翌日,天不亮。
齐彯刚拉开大屋的门,便见少年倚柱坐在阶前。
“习武之人当以勤勉为尚,这都什么时辰了。”
邱溯明跳起身,板起脸来追上前来抱怨。
“哦,我是个打铁的。”
“可你昨晚答应了要学剑的。”
“那也算不得习武之人。”
“喂,剑呢?那夜见你打得甚是熟稔,定是早有打好了的,快拿出来让我试上一试。”
“不能先用竹枝、木棍什么的替代吗?”
邱溯明觉得好笑,“竹枝、木棍能重几何,怎可同剑相匹,剑客执剑必先寻把好剑,而后在日复一日的磨练中熟悉剑性,出剑时方能人剑合一,攻防得宜。”
这是当初师父告诉他的原话。
“你也算剑客了,可是你的剑呢?”
齐彯听得认真,忽而抓住了重点。
少年适时回忆起那次让他九死一生的刺杀。
自前些年,楼里忽然从南旻撤走许多人,这里就剩他师父与沈叔。
楼主似乎把他们遗忘,不再下派新的任务,就连孳息的供给都断了,他们吃饭都困难。
师父要继续追踪叛徒踪迹,不能接任务,沈叔不得不做些药茶来卖。
邱溯明被迫提前出师,接了师父手里那支夜鹤骨,自行接任务贴补家用。
接的第一笔单子足有十两黄金,可把他给高兴坏了,眼都不眨一下就拍胸口应承了。
那主顾也极是大方,当场说那十两金只是定金,若他果真成了,还能再得百倍的报酬。
人只要见钱眼开,便会一时冲动。
得知此次刺杀目标乃当朝新贵安平王苏问世的邱溯明如是反思道。
可惜收了十两金,便将夜鹤骨押了出去,这下反悔也来不及了。
如果消息能传回楼里,他一个初出茅庐的“夜鹤”,刚开张便接了刺杀苏问世的单子,怕是要把楼里一众白鹳、夜鹤给惊得眼珠子掉一地。

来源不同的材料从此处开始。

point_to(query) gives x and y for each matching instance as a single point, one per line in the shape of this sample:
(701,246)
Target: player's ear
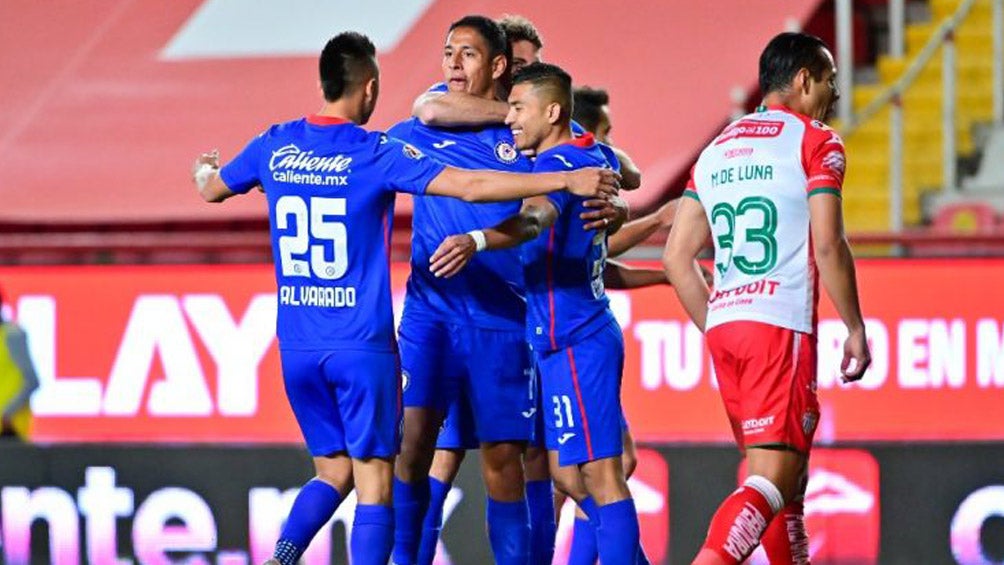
(499,65)
(553,112)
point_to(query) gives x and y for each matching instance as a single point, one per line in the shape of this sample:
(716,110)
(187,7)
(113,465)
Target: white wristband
(480,242)
(203,174)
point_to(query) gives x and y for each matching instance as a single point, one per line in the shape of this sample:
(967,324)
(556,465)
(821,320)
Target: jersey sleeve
(824,161)
(241,174)
(691,190)
(554,163)
(406,169)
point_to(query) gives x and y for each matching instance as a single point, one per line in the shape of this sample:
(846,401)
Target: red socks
(739,523)
(785,540)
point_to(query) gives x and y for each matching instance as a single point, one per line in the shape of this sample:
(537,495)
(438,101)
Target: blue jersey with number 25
(330,188)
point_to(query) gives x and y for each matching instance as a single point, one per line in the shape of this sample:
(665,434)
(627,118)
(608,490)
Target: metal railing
(892,96)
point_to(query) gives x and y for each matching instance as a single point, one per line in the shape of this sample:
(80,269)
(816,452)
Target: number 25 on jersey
(315,237)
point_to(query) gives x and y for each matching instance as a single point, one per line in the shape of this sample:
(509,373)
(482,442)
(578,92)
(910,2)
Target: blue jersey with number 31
(564,265)
(330,188)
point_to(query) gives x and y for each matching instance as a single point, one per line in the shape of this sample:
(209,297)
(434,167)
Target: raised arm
(536,215)
(836,270)
(687,238)
(493,186)
(641,229)
(632,175)
(206,176)
(453,109)
(618,276)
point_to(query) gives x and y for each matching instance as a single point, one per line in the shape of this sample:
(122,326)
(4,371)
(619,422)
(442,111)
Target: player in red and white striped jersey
(767,191)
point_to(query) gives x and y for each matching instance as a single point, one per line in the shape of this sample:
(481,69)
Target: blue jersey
(330,188)
(564,265)
(488,293)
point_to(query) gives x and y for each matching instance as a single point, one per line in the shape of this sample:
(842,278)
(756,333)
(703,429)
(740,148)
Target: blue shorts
(581,397)
(346,400)
(459,428)
(491,368)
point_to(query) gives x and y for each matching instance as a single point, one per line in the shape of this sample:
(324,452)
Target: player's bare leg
(785,540)
(313,507)
(502,471)
(540,500)
(446,466)
(411,479)
(775,476)
(372,529)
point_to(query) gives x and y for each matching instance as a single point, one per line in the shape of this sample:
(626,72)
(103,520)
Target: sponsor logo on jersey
(757,425)
(751,128)
(506,153)
(291,158)
(834,161)
(412,152)
(565,437)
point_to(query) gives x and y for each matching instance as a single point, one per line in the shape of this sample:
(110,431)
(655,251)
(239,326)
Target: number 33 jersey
(330,188)
(754,182)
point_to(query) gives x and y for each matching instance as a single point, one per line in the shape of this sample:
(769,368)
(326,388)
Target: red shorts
(767,377)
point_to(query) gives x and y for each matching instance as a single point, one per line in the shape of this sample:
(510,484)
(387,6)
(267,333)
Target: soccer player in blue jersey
(466,333)
(330,189)
(576,342)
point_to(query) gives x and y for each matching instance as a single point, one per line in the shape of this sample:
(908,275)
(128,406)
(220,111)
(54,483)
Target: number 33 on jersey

这事他没敢告诉师父和沈叔,一个人悄悄卷了包袱跑来上京。
可怜他一个夜鹤,生生把一组白鹳分工配合才能完成的情报收集、跟踪监视、伪饰潜伏全都做了,特意挑了安平王出城,去道观里替皇帝取丹药的日子,打算制造点意外,让人留在道观过夜。
想当初,苏问世不过军户出身,区区执戟校尉,仅凭救驾有功一朝受封郡王。
多年来深得皇帝信重,天子八卫宿守禁中,历来由中郎将独领,安平王甫一得势便分得云扬、金戟两卫随行出入。
道观就在上京郊外的鹿山上,若无意外,一日之内便能往返。
故安平王此行轻车简从,令人套了马车,只带云扬卫二十几人随行。
邱溯明暗中观察了一路,这些云扬卫身披全甲还能从容御马,将安平王的车驾护在当中,不容丝毫空隙,想绕过云扬卫接近苏问世实非易事。
眼看路上没了动手的机会,他便绕道先一步上山,乔装改扮成杂役混进观里。
刚摸清观中地形,就见门口的小道僮着急忙慌跑去了正殿,而后观主率众弟子迎出山门。
片刻后,安平王的车驾停在山门前。
邱溯明不着痕迹挤到前排,单等观主一声吩咐,便要上前好生“伺候”安平王的车驾。
可惜他脖子梗酸了也没等来,抬头觑了眼那边,忍不住抽了口凉气。
别看观主一把老骨头,腿脚怪灵便的,马车还没停稳,他就挤到马屁股后头寒暄起来。
老贼,怎么没让马给踢死!
安平王被观主挡在车上,听了一箩筐的恭维话,才得片刻清静,道明来意。
听闻他是来替皇帝取丹药的,观主立马闭了嘴,闪开身子将人恭敬迎了下来,一路陪笑请进山门。
邱溯明也如愿抢上前给马添草,预备趁机磨损车轴,未料边上总有个云扬卫挎刀看着,他压根儿做不了手脚。
计划落空,他硬着头皮把马喂完,又捉了箕畚扫净马粪。